Alumnos C, D y E no quieren trabajar. Se aburren. Lo hacen saber tirando bolas de papel a las alumnas F, G y H. Yo sé que es su forma de pedirles que les miren. Alumnos I y J deciden copiarse los ejercicios delante de mí. Les dejo, por si así aprueban. Los exámenes de los alumnos K y L están copiados literalmente del libro, pero me hago la tonta porque han copiado mal y se han equivocado.

Escribo un correo electrónico al padre del alumno M, tal como me pidió en enero; soy consciente de que esta medida se volverá contra mí, como pasa tantas veces: "Yo no estoy para recibir información de mi hijo en el colegio: le traigo para que le eduquen", oigo que le contesta la madre del alumno N a su tutora. Me apunto mentalmente que debo revisar la normativa de la Comunidad para comprobar si estoy obligada a informar a los padres sobre la evolución académica de los hijos, pues no es es cuestión de molestarles por tonterías...

14:30- 17:00-- Comida. Hoy Niña Pequeña hace frente a un plato descomunal de macarrones con tomate.
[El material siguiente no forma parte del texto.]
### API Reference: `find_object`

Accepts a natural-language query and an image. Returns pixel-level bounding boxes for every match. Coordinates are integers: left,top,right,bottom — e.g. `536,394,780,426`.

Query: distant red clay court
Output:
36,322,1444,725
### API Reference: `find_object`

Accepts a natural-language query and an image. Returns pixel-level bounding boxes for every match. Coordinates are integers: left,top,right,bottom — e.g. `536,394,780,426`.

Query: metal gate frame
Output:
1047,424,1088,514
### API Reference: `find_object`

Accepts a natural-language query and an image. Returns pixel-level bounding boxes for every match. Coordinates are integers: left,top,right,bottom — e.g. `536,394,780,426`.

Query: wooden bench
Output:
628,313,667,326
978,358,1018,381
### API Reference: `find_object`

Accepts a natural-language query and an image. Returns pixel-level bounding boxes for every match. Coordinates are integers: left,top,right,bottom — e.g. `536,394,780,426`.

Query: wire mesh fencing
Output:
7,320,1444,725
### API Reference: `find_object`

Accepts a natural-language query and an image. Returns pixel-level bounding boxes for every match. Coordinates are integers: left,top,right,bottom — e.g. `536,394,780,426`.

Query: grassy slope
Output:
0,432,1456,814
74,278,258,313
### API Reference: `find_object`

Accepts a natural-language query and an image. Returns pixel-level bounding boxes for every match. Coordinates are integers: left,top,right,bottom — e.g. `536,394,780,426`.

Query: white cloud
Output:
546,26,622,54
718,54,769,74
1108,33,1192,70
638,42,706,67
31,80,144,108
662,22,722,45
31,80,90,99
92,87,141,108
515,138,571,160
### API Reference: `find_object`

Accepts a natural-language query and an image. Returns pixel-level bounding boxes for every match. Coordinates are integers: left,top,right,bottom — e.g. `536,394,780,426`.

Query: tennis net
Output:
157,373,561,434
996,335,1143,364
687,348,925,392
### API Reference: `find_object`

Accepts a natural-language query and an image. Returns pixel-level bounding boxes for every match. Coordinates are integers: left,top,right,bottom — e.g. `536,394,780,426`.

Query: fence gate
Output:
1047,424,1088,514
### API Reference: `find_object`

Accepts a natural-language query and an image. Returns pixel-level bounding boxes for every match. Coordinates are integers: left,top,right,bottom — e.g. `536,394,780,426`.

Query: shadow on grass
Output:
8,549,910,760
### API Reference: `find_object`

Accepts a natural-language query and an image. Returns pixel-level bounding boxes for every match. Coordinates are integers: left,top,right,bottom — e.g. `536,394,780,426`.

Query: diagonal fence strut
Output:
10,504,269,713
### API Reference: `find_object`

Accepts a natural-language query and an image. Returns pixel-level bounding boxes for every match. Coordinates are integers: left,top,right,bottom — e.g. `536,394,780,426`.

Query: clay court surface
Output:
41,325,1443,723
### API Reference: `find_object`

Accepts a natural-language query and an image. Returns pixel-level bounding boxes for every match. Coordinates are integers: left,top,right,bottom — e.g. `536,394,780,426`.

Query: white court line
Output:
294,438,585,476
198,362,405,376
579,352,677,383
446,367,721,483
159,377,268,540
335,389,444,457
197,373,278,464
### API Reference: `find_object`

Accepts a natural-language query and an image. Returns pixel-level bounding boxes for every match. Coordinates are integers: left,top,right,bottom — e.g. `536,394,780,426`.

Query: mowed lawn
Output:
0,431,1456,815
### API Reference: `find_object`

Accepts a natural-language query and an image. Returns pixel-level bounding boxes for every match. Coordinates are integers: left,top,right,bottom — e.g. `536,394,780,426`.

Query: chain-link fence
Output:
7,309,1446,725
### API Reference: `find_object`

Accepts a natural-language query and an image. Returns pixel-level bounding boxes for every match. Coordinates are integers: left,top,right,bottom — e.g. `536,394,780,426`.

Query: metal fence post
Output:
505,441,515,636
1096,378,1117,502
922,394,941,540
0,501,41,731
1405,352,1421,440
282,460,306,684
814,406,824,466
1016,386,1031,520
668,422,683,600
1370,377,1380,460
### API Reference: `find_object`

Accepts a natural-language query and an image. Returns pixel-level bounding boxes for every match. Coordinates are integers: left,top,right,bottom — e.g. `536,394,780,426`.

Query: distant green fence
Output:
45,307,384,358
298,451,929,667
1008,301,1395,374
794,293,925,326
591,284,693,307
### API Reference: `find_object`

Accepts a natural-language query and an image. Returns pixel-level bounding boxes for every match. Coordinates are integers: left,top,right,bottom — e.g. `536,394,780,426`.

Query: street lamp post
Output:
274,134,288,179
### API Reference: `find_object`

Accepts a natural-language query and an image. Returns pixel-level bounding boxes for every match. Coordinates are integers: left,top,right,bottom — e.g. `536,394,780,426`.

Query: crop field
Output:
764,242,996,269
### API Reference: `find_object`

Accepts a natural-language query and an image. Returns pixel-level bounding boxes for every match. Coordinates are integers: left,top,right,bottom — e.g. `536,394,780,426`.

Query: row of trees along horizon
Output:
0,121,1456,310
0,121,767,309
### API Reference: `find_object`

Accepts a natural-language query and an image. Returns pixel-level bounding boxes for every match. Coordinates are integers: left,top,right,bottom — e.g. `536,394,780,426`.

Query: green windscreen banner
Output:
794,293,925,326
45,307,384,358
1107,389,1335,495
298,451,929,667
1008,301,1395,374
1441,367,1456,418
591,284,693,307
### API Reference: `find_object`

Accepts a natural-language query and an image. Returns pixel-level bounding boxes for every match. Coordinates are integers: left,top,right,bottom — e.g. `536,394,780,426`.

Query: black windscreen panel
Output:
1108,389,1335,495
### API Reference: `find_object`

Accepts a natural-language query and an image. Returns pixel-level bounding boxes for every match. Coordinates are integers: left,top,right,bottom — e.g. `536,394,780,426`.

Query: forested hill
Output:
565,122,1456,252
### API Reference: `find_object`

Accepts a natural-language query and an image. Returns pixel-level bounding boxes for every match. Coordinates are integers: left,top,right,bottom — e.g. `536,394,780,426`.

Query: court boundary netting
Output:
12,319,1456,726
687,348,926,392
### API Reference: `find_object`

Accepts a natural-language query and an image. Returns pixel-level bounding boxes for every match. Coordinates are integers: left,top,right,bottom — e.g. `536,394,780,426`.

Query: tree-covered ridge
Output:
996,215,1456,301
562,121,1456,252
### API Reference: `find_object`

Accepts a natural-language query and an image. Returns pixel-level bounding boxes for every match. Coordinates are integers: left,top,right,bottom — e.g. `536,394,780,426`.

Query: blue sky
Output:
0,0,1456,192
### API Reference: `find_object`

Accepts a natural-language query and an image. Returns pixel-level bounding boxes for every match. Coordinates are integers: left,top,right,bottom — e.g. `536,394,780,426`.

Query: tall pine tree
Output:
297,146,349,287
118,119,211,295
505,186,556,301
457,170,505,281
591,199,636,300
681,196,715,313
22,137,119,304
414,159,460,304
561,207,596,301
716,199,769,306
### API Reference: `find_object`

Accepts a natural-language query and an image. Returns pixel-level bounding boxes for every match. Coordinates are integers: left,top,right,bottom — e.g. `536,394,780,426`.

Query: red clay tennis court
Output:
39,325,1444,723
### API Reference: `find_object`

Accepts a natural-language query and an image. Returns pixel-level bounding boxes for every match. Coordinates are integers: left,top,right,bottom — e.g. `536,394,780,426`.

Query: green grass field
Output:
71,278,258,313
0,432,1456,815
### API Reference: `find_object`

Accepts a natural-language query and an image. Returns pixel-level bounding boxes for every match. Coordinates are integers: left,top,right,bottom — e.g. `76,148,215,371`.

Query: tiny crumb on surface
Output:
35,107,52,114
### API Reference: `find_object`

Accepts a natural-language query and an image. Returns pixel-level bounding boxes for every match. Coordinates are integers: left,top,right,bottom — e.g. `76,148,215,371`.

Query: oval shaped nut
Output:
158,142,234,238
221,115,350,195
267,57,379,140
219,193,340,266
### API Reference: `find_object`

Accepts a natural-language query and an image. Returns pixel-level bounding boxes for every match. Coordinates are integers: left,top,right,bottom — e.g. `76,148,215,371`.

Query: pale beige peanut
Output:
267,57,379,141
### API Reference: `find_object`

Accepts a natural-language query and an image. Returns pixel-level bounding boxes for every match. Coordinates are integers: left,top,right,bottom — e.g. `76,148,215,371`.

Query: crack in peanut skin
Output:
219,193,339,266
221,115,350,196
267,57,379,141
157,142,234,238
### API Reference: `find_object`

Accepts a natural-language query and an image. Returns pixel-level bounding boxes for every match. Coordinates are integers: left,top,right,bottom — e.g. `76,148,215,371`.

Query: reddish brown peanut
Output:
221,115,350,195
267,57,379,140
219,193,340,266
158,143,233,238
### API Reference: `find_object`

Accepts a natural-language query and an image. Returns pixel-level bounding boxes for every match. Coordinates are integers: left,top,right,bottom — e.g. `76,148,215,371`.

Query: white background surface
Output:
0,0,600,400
Pollo de segundo plato, yogur, té con leche -esta vez muy caliente, para que me dé tiempo a comprobar que el mundo de mi periódico sigue igual que ayer.

17:00-22:00-- Me voy en autobús, empieza mi segundo semestre como alumna -me resisto a recordar lo que el alumno Ñ me dijo hace unas semanas: "Yo seré infinitamente mejor que tú", pues sé de buena tinta que es carne cañón, abrasado por tener que estar sentado en una silla escolar que no le interesa. Nuevo profesor, apuntes, la fecha del examen. Me desintoxico mentalmente pensando que, como me dijo mi amiga Belén, somos unos afortunados por poder tener esta formación. Aprovecho y busco después a Niña Pequeña unos leotardos de fantasía para su vestido nuevo.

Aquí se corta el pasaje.